Ingredients for hummus:
2C. Chickpeas (cooked & drained)
1 Garlic clove (chopped)
1T. Lemon juice
¼ C. Tahini (sesame seeds paste)
3T. Olive oil
Pinch of paprika
In a food processor, combine the chickpeas, garlic, lemon juice and tahini and puree to a chunky paste. Scrape down the side of the bowl. Add olive oil and the paprika and puree until smooth.

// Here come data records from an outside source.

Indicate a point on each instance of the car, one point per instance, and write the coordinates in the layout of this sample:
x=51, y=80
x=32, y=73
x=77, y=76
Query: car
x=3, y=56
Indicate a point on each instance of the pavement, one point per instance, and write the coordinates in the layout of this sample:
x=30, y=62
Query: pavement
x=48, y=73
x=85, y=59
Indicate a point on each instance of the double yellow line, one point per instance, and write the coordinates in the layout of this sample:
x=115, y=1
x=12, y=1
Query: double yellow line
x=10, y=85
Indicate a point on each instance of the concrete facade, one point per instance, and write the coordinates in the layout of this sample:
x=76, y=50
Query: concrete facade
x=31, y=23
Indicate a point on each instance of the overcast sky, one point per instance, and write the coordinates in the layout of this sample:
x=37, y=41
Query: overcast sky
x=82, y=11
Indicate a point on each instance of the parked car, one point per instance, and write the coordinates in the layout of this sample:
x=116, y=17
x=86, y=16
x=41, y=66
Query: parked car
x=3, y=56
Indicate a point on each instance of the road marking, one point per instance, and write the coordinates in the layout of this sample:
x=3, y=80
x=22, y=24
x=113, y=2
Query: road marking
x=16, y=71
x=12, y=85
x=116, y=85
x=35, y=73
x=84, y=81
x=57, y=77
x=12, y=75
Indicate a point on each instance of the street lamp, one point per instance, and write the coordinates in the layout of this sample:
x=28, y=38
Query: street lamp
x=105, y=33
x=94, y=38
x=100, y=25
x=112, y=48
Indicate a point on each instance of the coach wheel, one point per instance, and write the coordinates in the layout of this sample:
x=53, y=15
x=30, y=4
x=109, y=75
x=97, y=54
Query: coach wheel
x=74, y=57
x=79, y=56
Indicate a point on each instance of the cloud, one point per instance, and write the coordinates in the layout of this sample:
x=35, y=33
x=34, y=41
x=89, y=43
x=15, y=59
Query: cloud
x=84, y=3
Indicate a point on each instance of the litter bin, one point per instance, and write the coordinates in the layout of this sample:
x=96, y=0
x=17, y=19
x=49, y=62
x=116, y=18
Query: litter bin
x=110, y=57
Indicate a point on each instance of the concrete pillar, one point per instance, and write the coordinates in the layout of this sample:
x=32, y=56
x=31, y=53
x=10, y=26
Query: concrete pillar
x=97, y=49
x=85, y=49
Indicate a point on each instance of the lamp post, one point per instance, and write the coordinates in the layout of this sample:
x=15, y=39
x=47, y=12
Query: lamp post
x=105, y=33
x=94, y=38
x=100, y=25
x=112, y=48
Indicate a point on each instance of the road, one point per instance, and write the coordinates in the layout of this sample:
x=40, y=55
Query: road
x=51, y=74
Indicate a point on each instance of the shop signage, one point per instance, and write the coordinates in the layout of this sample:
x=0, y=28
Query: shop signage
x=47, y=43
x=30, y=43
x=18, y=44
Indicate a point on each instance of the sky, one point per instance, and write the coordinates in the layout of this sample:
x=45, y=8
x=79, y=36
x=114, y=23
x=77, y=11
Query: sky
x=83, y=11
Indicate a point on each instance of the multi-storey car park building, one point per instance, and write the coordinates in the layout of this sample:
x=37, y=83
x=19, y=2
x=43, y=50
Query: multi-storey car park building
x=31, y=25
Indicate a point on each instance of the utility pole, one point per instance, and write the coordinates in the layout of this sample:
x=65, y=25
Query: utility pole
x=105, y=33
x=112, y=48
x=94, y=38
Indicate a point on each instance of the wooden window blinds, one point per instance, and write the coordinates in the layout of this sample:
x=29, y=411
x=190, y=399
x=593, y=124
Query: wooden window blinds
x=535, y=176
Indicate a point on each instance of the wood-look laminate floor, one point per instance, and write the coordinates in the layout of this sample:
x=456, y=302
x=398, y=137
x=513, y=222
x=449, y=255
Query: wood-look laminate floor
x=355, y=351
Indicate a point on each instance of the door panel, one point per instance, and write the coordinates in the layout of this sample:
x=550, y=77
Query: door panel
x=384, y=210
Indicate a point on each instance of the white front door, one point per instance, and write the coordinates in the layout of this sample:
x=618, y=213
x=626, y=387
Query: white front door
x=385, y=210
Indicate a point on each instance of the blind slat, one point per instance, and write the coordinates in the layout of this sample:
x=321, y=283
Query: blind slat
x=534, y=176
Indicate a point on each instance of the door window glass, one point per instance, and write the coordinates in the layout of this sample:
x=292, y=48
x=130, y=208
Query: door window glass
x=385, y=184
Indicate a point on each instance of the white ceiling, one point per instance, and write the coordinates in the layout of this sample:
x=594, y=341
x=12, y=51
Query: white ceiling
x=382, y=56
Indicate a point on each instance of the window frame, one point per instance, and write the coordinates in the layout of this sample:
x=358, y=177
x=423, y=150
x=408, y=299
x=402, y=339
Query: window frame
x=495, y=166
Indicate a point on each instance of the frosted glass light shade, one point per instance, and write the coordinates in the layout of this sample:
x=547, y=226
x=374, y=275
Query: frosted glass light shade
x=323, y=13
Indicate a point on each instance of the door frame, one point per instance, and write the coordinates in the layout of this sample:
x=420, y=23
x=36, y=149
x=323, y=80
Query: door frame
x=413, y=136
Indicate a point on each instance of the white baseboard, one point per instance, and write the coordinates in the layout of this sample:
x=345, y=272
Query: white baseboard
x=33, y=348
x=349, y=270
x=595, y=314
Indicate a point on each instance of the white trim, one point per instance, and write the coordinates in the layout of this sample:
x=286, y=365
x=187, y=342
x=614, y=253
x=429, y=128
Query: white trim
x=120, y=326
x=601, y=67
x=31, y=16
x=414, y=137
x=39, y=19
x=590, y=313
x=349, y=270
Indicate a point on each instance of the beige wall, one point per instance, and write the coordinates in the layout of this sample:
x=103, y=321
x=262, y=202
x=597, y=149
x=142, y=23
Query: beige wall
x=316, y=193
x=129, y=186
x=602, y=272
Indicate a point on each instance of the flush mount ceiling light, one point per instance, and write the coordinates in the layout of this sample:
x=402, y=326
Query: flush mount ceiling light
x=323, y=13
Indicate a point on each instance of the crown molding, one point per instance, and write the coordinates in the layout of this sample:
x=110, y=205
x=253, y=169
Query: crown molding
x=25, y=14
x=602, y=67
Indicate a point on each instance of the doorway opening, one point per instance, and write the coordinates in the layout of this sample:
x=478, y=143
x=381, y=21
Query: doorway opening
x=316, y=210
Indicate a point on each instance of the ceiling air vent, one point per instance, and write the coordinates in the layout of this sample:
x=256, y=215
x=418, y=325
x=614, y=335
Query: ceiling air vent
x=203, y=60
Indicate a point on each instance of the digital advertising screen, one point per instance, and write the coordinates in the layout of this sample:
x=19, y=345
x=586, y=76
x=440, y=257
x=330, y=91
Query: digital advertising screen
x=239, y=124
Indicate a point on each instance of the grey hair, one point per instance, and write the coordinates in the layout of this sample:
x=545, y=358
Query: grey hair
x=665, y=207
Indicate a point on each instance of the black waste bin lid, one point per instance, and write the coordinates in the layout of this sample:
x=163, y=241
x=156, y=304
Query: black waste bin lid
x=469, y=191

Season the hummus with salt, drizzle with olive oil and serve with pita bread.
Ingredients for Pita Bread:
2T. Olive oil
2T. Dry yeast
In ¼ Cup of warm water dissolve the sugar & the yeast, & set aside till the yeast foams up.
In a large bowl, mix together all the ingredients including the sugar-yeast mixture and knead into smooth dough.
Place in a bowl coated with olive oil, turning over once so that the dough is coated with oil and cover with cling wrap.
Keep in a warm place to rise, about 1 hour, until doubled in volume.
Now divide into 6 pieces., Roll each ball into a dough around 7 inches in diameter cover with a kitchen towel, and allow the balls to rest about 30 minutes.
Try to roll evenly so the pita will rise in the oven, making a perfect pocket.
Place a pizza stone or a baking tray in an oven, and preheat to 250 degrees.
Place as many pitas as you can on the stone without overlapping.
Leave alone for 3 minutes. The pitas should puff up.
Remove from the oven and transfer to a cooling rack. The pita should now deflate and is ready to be served.